The important question although remains: Does this really work in practice? Can you sleep tight, while your R zombie monitor scans twitter? Here is where the social experiment starts: Please help by retweeting the post below to create a drill alarm situation. More than 511 (!) and 21 additional tweets, respectively, are needed before an alarm will sound.
New blog entry: Please RT to help me evaluate my #zombie monitoring system - https://t.co/b0gNfpJ0RM #zombieattack #biosurveillance #rstats pic.twitter.com/N3PTZBnaw4
— Michael Höhle (@m_hoehle) 25. September 2016
I will continuously update the graphs in this post to see how our
efforts are reflected in the time series of tweets containing the
#zombieattack
and #zombie
hashtags. Thanks for
your help!
Update at 2016-11-03 00:08:31
Below we show how the #zombieattack
series developed
after the post was made public:
The orange part of the bars indicates the fake outbreak tweet (1) as well as its retweets (10). It is obvious that despite the increased activity due to the fake outbreak tweets, no alarm was generated because of them. In parts this is explained by the high activity during 20-21 Sep. A previous outbreak? No, advertisements of zombie pinup badges on etsy. Since the EARS algorithm sequentially estimates the variance of the baseline counts, the peak on 20-21 Sep inflates the mean and variance and thus results in a high upperbound as long as it enters the baseline. Despite some extra activity 25-27 Sep due to the fake outbreak tweets, none of the days are above this bound. However, once the 20-21 Sep peak is out of the previous 7 days baseline, the alarm threshold decreases noticeably. We thus get an alarm for the peak on 30 September, even though it’s not higher than the previous peak on 20-21 Sep and it appears to be caused by other phenomena not related to our fake outbreak. A more careful analysis of the tweets reveals that they are caused by a charity fun run near Kuala Lumpur with a zombie attack theme!
SPAM FAM 😋 #zombieattack #charityfunrun2016 pic.twitter.com/YJW8Mjpd0L
— PAAN (@noorfarhan_) September 30, 2016
For further comparison, we also use a negative binomial CUSUM, which keeps the baseline steady, but allows the detection of sustained increases.
The gray line shows the estimated mean from the eight base-line counts, the orange line shows the corresponding upper 99% quantile of this estimated distribution. The red line shows the alarm limit of a CUSUM method where the potential shift in the mean is estimated by maximum likelihood at each monitoring instance. The threshold is tuned such that it initially roughly coincides with the 99% quantile of the estimated distribution. Here, no signal is detected. Of course this depends on the quantile used for the detection and the 20-21 September peak being included fully in the baseline.
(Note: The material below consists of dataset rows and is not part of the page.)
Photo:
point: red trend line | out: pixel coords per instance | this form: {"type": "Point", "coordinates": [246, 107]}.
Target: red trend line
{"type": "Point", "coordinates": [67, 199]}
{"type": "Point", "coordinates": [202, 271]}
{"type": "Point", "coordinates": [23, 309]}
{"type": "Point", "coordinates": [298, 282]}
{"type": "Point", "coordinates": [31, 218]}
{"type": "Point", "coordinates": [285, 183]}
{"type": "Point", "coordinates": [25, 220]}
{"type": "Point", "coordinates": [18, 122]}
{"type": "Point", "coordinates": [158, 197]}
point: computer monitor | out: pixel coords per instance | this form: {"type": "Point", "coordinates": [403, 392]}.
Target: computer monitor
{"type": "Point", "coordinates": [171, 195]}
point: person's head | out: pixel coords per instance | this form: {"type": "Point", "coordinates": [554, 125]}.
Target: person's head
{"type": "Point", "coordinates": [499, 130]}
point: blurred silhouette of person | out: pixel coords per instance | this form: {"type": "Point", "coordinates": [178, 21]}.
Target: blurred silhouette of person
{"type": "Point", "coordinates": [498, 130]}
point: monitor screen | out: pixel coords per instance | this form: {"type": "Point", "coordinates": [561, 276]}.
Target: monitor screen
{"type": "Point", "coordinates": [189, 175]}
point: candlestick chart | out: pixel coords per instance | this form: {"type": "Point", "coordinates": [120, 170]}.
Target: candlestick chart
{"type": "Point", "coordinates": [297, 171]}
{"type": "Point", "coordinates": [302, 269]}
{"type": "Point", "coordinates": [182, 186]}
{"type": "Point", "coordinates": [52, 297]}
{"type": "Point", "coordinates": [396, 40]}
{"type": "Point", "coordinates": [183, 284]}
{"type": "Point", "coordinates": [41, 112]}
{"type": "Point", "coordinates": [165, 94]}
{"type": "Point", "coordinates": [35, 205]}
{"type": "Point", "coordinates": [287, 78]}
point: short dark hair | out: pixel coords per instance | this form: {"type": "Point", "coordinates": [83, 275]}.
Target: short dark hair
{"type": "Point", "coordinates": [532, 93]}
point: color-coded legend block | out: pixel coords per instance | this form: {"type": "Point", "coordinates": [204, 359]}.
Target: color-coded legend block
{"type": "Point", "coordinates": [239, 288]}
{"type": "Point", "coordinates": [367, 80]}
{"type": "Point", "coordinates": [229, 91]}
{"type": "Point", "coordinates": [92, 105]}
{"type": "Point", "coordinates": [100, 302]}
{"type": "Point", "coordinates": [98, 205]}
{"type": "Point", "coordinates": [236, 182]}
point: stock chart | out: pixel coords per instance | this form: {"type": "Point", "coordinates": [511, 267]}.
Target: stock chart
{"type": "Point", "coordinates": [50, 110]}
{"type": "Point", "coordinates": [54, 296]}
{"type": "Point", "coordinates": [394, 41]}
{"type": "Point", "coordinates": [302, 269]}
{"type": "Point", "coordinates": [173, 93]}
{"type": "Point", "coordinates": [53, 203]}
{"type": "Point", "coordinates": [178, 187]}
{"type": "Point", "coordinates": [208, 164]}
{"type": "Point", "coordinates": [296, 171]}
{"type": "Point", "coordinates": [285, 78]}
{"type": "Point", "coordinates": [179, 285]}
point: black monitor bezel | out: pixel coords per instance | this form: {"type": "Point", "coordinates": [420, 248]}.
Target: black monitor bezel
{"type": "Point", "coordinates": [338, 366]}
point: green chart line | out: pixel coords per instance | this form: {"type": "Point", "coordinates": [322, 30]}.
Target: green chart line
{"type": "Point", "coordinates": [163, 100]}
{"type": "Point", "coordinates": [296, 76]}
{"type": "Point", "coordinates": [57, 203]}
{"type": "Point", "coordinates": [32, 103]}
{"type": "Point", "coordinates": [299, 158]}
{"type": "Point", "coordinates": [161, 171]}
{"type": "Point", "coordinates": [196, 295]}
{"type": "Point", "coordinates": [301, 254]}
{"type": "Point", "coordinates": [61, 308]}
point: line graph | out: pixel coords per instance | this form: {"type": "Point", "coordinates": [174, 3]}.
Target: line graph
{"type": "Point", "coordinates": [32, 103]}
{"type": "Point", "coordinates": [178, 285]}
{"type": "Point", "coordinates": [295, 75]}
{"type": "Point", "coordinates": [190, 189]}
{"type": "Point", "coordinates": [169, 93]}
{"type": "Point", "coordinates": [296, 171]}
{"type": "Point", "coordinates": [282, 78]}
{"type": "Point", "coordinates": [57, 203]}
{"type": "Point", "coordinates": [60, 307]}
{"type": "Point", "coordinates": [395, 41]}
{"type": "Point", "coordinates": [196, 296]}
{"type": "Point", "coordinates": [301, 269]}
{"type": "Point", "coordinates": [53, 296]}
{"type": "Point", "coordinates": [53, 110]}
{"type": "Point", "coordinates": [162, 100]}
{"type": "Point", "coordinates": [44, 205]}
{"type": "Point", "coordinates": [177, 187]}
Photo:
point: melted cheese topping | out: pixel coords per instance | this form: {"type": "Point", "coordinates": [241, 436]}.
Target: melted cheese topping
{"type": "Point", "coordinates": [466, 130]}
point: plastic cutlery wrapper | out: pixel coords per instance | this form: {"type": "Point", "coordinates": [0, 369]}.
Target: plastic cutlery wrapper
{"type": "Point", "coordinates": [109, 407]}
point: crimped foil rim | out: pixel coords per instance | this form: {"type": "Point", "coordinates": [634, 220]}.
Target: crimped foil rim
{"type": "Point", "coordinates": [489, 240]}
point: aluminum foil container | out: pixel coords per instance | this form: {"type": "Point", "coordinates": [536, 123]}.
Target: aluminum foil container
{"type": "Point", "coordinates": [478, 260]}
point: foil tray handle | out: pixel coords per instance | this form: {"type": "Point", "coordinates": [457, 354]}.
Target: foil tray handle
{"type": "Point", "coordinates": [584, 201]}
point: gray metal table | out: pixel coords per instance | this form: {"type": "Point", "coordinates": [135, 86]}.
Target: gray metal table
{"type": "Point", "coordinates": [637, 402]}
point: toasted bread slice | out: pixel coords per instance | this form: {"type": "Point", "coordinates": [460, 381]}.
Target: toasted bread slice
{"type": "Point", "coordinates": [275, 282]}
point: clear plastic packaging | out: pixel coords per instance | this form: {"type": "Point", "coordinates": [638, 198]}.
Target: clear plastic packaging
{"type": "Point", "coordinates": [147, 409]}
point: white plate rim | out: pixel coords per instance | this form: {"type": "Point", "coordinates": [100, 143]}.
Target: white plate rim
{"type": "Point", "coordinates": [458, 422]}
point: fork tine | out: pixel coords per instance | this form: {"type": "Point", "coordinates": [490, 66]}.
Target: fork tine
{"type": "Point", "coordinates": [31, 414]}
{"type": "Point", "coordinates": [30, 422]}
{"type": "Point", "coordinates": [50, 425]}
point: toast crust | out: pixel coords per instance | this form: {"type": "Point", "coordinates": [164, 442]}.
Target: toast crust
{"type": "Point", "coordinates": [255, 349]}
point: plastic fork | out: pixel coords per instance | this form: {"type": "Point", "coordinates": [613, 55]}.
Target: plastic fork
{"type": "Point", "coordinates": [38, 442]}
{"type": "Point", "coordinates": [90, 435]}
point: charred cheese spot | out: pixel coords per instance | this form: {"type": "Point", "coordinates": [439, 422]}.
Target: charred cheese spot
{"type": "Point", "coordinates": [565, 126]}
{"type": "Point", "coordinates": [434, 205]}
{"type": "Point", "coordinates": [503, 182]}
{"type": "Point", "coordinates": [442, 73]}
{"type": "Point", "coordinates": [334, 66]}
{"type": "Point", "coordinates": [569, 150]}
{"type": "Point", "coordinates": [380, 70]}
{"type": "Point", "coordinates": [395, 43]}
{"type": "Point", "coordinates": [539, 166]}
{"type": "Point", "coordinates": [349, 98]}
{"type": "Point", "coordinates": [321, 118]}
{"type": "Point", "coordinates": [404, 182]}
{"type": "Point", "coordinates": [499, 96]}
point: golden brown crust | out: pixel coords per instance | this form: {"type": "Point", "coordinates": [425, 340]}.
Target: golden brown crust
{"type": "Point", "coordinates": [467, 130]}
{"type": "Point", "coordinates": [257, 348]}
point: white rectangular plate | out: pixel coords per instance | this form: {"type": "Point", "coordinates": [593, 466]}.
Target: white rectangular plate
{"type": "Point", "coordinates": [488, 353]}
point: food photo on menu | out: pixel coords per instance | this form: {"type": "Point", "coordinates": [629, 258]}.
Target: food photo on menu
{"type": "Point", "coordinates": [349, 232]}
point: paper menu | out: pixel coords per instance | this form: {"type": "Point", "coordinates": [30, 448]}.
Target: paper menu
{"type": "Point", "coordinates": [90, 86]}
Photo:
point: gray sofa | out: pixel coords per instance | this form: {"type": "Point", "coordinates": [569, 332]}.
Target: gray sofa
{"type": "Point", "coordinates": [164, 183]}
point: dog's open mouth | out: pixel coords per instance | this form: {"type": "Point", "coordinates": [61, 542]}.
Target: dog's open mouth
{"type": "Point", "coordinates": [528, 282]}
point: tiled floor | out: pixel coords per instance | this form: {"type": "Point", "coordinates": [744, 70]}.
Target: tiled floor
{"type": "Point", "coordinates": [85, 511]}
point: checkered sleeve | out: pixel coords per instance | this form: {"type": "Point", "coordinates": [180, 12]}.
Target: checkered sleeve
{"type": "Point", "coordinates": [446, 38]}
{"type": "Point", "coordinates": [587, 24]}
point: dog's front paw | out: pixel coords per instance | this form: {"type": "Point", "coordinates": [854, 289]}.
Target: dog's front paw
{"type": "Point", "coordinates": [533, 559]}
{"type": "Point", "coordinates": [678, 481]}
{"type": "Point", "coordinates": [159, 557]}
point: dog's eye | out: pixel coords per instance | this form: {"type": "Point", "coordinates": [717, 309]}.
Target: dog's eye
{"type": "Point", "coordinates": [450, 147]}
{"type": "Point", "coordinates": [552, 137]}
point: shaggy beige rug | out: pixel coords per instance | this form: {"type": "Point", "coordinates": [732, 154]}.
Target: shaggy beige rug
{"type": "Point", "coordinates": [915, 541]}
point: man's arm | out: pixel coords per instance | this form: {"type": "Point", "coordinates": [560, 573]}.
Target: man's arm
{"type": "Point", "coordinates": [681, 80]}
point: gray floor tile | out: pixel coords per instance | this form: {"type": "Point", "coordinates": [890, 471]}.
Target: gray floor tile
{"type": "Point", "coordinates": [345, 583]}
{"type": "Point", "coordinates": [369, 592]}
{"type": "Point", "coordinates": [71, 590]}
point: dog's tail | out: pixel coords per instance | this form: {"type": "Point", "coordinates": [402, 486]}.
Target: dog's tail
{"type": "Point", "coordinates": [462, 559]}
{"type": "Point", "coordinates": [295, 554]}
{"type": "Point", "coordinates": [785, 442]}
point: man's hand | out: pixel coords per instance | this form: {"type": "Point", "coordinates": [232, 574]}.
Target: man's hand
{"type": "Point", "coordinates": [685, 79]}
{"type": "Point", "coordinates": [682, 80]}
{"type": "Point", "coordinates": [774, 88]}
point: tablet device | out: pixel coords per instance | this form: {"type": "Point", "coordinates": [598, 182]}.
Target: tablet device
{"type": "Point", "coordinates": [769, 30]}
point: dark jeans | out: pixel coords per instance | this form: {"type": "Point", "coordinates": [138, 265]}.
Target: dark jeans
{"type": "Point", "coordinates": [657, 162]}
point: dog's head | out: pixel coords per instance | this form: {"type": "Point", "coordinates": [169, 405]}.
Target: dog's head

Still, according to this metric occasional fake zombie runs are part of the routine.
Altogether, the “failed”” test proves several points:
- its hard to distinguish between previous outbreaks and irregular tweeting behaviour
- robust estimation of the baseline parameters might be needed
- the results are sensitive to the choice of which values to include in the baseline and the underlying probability model
- is twitter monitoring really sensitive enough to detect weak signals early enough?
The take home message of this update
To enhance statistical competence and preserve sleep: stick with the negative binomial CUSUM!